Potential energies are essential for all protein structure prediction methods, and can be used either to guide the conformational search process, or to select a native structure from a preselected set of possible models of the structure. Protein contact potentials are also used in protein design, protein docking, simulations of folding, and in many other applications. Knowledge-based optimization potentials are usually derived from the known protein structures solved by X-ray crystallography or NMR, by fitting their values to optimize the recognition of the native structures from sets of computer generated structures (decoys) . In contrast to atomic potentials based on real physical interactions, knowledge-based potentials incorporate and average over many different physical interactions, such as hydrophobic, electrostatic, hydrogen-bond and cation-π interactions, and so these statistically derived potentials do not necessarily reflect true energies but rather are effective ones averaged over many of the atomic details. Results of the Critical Assessment of Techniques for Protein Structure Prediction (CASP) show that the groups using knowledge-based statistical potentials have been more successful for both ab initio structure prediction and template based modeling [10–15].
Although most of the potentials available on our server were derived a number of years ago, these potentials have never been collected nor made accessible to the public through a web server. Our knowledge-based potential server will overcome this deficiency and should be an extremely convenient location for any researcher to compute and compare energies of different protein conformations of the same protein.
Figure 1 shows schematically how our potential server works. Our potential server computes energies for the supplied set of protein conformations. However it will not generate conformations for the submitted amino acid sequence.
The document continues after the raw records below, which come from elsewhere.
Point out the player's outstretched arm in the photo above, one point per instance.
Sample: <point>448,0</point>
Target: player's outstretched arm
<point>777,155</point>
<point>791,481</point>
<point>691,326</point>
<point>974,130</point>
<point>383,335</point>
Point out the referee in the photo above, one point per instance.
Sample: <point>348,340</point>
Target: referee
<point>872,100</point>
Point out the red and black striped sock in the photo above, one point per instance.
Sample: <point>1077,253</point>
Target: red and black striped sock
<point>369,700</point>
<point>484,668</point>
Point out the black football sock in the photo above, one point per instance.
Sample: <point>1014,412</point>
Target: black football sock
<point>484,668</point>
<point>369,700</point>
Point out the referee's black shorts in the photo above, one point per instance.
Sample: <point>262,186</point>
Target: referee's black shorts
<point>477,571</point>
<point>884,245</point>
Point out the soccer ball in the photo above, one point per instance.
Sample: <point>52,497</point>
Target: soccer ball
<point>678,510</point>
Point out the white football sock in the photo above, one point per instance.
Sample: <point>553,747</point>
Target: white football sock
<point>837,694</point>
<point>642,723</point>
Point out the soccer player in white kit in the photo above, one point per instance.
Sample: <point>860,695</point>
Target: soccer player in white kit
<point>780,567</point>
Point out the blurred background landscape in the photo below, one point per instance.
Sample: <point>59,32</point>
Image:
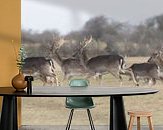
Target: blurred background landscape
<point>133,29</point>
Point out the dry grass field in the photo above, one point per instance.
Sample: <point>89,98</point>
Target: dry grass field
<point>51,111</point>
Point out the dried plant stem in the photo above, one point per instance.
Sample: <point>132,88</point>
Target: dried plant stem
<point>15,52</point>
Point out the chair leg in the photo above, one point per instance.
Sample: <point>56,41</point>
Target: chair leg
<point>90,119</point>
<point>150,123</point>
<point>70,119</point>
<point>138,123</point>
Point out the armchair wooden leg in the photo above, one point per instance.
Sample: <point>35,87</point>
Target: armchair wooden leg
<point>131,123</point>
<point>90,120</point>
<point>70,119</point>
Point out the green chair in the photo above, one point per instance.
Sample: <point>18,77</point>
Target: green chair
<point>79,102</point>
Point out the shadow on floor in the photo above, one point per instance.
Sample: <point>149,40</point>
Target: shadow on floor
<point>58,127</point>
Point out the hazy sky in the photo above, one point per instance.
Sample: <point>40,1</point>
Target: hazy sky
<point>68,15</point>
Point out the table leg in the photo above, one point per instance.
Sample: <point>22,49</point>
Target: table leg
<point>9,113</point>
<point>117,114</point>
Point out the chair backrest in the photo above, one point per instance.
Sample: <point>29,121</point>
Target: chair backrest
<point>79,102</point>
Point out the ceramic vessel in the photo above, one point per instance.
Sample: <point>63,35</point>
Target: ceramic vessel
<point>18,82</point>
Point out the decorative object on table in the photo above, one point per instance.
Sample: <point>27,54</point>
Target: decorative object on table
<point>79,102</point>
<point>18,81</point>
<point>29,80</point>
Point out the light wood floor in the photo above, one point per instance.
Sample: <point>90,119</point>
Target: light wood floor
<point>57,127</point>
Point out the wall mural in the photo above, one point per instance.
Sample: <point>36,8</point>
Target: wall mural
<point>93,40</point>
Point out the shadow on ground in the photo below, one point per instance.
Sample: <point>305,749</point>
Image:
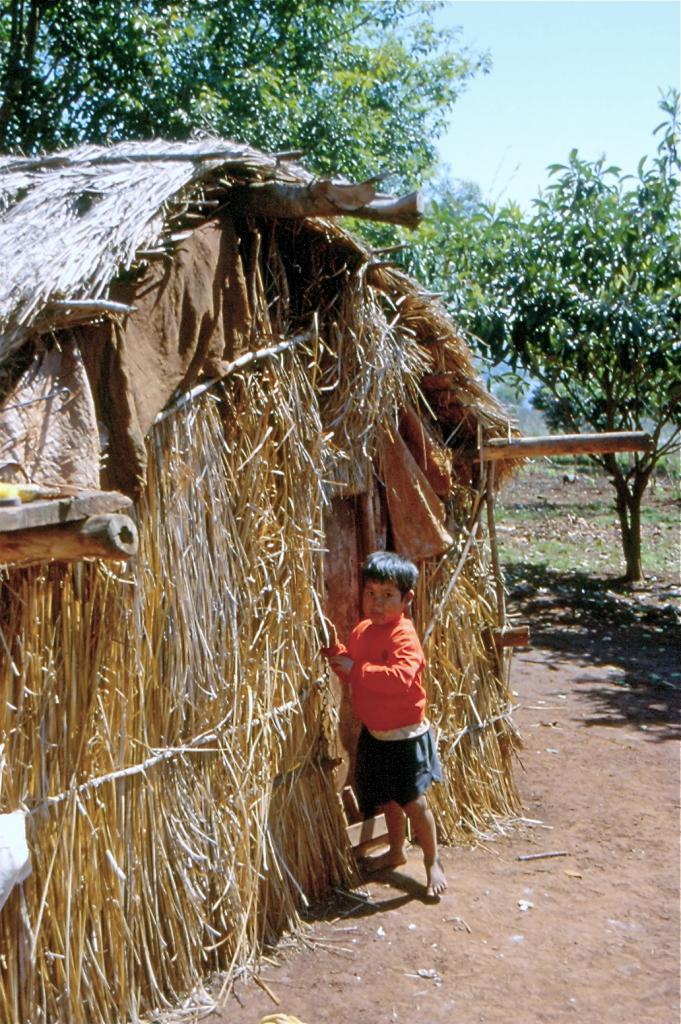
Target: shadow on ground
<point>636,635</point>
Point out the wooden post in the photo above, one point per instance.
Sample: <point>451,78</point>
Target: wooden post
<point>110,536</point>
<point>512,636</point>
<point>494,548</point>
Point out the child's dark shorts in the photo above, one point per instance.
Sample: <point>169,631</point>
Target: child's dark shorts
<point>394,769</point>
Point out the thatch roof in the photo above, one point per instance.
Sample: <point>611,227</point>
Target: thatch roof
<point>72,222</point>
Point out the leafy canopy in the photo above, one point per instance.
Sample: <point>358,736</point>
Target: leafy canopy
<point>354,84</point>
<point>585,296</point>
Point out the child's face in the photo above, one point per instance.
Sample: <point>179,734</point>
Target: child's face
<point>383,602</point>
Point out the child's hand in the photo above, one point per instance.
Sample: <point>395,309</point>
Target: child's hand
<point>331,632</point>
<point>341,664</point>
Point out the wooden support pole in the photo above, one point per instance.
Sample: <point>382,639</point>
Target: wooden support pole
<point>524,448</point>
<point>110,536</point>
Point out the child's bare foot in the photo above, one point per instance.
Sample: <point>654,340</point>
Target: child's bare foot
<point>436,881</point>
<point>391,858</point>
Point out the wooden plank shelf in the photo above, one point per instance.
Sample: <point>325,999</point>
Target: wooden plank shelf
<point>52,511</point>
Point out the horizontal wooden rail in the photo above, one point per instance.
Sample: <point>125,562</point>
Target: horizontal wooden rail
<point>525,448</point>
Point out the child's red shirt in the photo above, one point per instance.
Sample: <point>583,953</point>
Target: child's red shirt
<point>385,680</point>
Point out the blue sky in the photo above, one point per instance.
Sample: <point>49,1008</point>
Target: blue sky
<point>583,74</point>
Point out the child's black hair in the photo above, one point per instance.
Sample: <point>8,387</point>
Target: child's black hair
<point>386,566</point>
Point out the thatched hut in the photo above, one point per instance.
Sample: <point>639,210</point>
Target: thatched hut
<point>193,350</point>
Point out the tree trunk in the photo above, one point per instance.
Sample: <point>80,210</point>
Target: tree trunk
<point>628,504</point>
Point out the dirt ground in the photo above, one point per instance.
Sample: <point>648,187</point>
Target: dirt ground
<point>590,936</point>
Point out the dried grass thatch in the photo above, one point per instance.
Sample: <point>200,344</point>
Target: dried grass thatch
<point>168,726</point>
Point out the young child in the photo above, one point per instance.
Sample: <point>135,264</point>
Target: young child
<point>396,757</point>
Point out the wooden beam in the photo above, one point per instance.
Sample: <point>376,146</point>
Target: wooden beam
<point>109,536</point>
<point>277,200</point>
<point>526,448</point>
<point>54,510</point>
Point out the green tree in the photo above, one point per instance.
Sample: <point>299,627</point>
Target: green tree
<point>585,296</point>
<point>355,84</point>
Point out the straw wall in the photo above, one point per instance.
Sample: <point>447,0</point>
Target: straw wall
<point>168,726</point>
<point>202,665</point>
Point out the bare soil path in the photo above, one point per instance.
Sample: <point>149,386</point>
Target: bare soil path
<point>592,936</point>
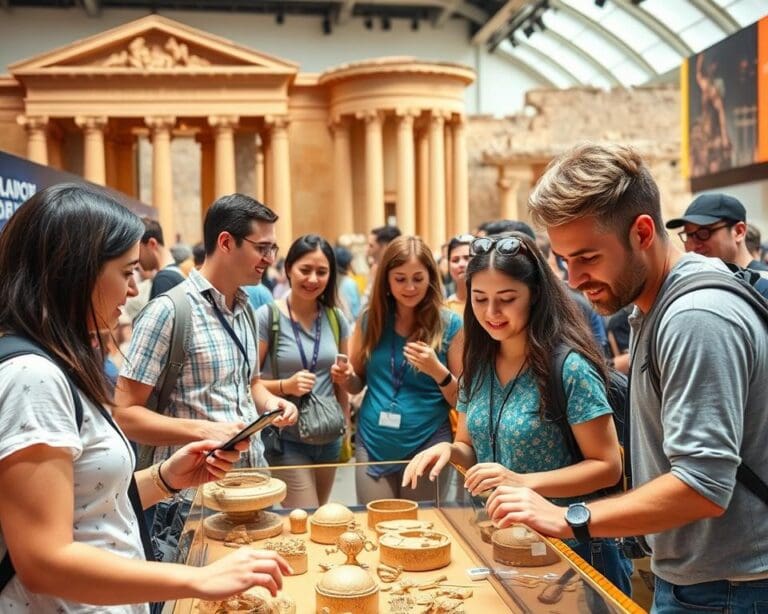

All 27 different knowledge-based potentials included in our server are listed on the top of the web page at http://gor.bb.iastate.edu/potential. The abbreviations of the potentials employed in our server are the same as in reference . Details of each of the knowledge-based potentials and the related literature references can be accessed by clicking the corresponding name on the list of 27 potentials. All of these 27 different potentials except the general four-body potentials have been published in the literature over the last 25 years. The general four-body potentials (the second entry on the list of the potentials) are the newest (not yet published) modifications of our recently published four-body contact potentials  that are also included in the server (see the first entry on the list). We will update the literature referring to the general four-body potentials after the publication of the relevant paper. We should also note that our potential server is an ongoing project; the list of potentials included is neither final nor complete, and we will add more knowledge-based potentials (especially those uncorrelated with presently included ones) that have either been omitted now or that will be published in the future. We are open to comments and suggestions for including new knowledge-based potentials and for improvement of our web server.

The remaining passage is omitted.